The incident happened hours after researchers from Google and Centrum Wiskunde & Informatica (CWI) in the Netherlands announced the first practical collision attack against the SHA-1 hash function on Thursday. Their demonstration consisted of creating two PDF files with different contents that had the same SHA-1 digest.
This proved without a doubt that SHA-1 is cryptographically broken because a hash function should always produce different digests (hashes) for different pieces of data or files. SHA-1 is a hash function used to calculate an alphanumeric string that serves as the cryptographic representation of a file or a piece of data.
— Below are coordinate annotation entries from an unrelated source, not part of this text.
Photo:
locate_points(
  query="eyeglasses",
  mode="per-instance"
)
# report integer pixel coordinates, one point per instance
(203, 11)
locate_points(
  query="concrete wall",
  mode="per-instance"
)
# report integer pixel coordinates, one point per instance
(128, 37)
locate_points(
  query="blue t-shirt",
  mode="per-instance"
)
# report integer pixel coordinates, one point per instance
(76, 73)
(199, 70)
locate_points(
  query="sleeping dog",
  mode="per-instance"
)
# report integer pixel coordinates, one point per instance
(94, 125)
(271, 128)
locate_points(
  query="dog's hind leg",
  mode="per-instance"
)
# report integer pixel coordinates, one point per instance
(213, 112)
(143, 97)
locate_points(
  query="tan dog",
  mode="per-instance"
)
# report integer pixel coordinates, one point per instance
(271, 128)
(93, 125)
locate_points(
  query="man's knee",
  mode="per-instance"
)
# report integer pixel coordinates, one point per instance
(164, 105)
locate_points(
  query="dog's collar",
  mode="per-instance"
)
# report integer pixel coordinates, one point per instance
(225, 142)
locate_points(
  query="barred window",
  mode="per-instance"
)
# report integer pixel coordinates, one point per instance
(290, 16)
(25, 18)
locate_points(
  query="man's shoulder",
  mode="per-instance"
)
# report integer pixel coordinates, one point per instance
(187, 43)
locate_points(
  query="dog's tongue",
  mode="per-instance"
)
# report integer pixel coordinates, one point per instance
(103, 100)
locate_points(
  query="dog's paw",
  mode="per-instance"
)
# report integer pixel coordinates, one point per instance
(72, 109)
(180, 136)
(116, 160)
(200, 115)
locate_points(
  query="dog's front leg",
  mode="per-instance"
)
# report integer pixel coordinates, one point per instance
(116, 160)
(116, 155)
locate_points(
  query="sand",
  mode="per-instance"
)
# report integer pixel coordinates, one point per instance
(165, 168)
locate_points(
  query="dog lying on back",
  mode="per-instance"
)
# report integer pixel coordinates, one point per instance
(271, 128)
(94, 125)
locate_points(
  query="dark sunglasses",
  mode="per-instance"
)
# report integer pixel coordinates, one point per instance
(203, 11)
A WebKit developer wanted to build a test to prove that the demonstrated collision can't be used for cache poisoning in the context of WebKit's disk cache deduplication feature that relies on SHA-1. In order to do this, he uploaded the two PDF files generated by CWI and Google to the WebKit SVN which then started giving out errors.
It seems that even after removing the files, some problems remained and further manual intervention was required to fix them.
The issue is not specific to WebKit's repository, but to all SVN-based repositories. The Subversion developers have released a script that SVN administrators can use to prevent SHA-1 colliding files from being committed to their repositories. Meanwhile, work for a more permanent fix is in progress.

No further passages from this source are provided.